I’m writing this in a cafe in Sydney, 8:35am. A steady stream of grey suited professionals, fluoro clad construction workers, and headphone locked blank faced customers wait for their particular caffeinated kickstart.

They are barely present, bored and unsmiling. They grab their hot drink and shuffle off in to the concrete jungle, making room for one another silently, without acknowledgment. The air of resignation hangs heavy.

The morning coffee is a deeply held cultural process in Australia. It amazes me how much of a grip the frothed milk frenzy has on the psyche of its citizens!

It’s become a deeply entrenched habit.

Habits are all the rage these days. We are all looking for faster, easier, better ways to do more with less friction. Habits are flagged as the ultimate solution to effortlessness, to becoming boundless. We are trying to hack our habits and beat our own self sabotage. There are some amazing books on the subject, from the ubiquitous Stephen Covey original, The 7 Habits of Highly Effective People, through to the more recent insightful Charles Duhigg, The Power of Habit.

The books aim to make success automatic, by developing patterns of behaviour that move from habits to routines that generates results. Habits, routines, results and PRESTO! Success.

But why do we want to be more on auto-pilot? So we see less? Taste less? Experience less? So we lose ourselves in worry? So we numb ourselves to daily reality so we can harry and hurry our way to some future state where the habits are no longer needed, because we eventually arrive at that elusive destination?

What if we spun the focus? What if we immerse ourselves in each choice instead of blindly surging through it, defaulting to automated anchors?

What if we brought the power of awareness to our daily practice?

I remember reading the book Shogun by James Clavell. In it he writes of a Japanese noble, trying to woo back his estranged wife, completes a tea ceremony for her. The ceremony is conducted with simple, exquisite attention. Each movement and motion made with care and love. She weeps at the beauty of his efforts, the moments saturated in love, the dedication to each gesture.

I love this idea: the dedication of attention to daily practice. The tea ceremony is a special ritual steeped in meaning.

And what if we brought that kind of dedication and awareness to each of our daily moments? A glass of water upon waking becomes a moment to cleanse and rejoice in life. A shower becomes a ritual of purification where thoughts and body are washed clean ready for the gift of a new day. The morning coffee becomes a communion with fellow human beings, a savouring of fleshy pleasures.

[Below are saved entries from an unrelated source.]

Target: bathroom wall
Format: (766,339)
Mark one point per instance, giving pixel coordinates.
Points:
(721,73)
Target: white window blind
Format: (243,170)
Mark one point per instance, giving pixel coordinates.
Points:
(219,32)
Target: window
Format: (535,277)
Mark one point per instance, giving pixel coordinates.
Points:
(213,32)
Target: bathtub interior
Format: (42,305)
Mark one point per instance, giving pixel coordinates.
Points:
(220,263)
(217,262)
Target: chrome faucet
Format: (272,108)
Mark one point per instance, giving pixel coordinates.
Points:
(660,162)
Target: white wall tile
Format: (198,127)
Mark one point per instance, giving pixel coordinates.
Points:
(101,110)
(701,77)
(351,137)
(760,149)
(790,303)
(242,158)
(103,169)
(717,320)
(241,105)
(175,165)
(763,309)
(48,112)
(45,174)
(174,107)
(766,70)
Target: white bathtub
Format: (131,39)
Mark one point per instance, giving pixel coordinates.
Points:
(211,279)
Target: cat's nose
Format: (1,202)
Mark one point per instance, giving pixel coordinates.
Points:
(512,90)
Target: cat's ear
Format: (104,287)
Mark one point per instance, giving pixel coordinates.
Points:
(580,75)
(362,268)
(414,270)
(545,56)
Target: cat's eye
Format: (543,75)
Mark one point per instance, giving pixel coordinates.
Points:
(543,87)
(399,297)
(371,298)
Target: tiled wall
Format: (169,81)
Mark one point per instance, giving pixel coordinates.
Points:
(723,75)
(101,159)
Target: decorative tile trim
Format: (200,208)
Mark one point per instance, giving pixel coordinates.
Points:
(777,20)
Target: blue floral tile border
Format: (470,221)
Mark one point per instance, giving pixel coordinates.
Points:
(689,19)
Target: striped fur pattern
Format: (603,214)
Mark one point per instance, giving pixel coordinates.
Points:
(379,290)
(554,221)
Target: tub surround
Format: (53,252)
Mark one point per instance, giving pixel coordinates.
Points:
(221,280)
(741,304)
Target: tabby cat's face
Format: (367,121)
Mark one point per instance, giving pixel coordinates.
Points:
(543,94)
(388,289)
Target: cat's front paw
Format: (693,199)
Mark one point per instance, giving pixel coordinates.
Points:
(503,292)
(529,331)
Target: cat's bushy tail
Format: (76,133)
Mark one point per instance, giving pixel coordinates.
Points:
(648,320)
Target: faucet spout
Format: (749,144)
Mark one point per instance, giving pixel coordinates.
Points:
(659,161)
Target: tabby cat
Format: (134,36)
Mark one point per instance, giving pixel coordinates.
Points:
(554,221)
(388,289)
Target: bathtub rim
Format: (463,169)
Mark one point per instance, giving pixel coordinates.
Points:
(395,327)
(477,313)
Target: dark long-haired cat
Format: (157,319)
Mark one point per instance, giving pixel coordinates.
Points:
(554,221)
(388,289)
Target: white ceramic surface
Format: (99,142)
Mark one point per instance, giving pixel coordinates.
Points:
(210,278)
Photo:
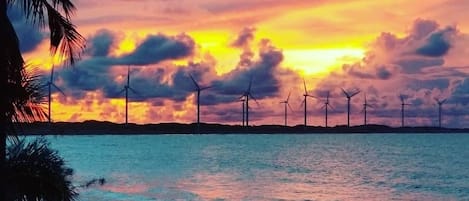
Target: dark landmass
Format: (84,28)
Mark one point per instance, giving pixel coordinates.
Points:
(103,127)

The opening of the laptop becomes a magical opening to a world of possibilities and connection.

There is no room for stress when we are exquisitely focused on the meaning and glory of our present moment.

  • Instead of habits, attention.
  • Instead of routines, rituals.
  • Instead of results, revelations.

What do you think? Where can you bring the magic of rituals to your daily life and work? What difference would that make to your experience of the day?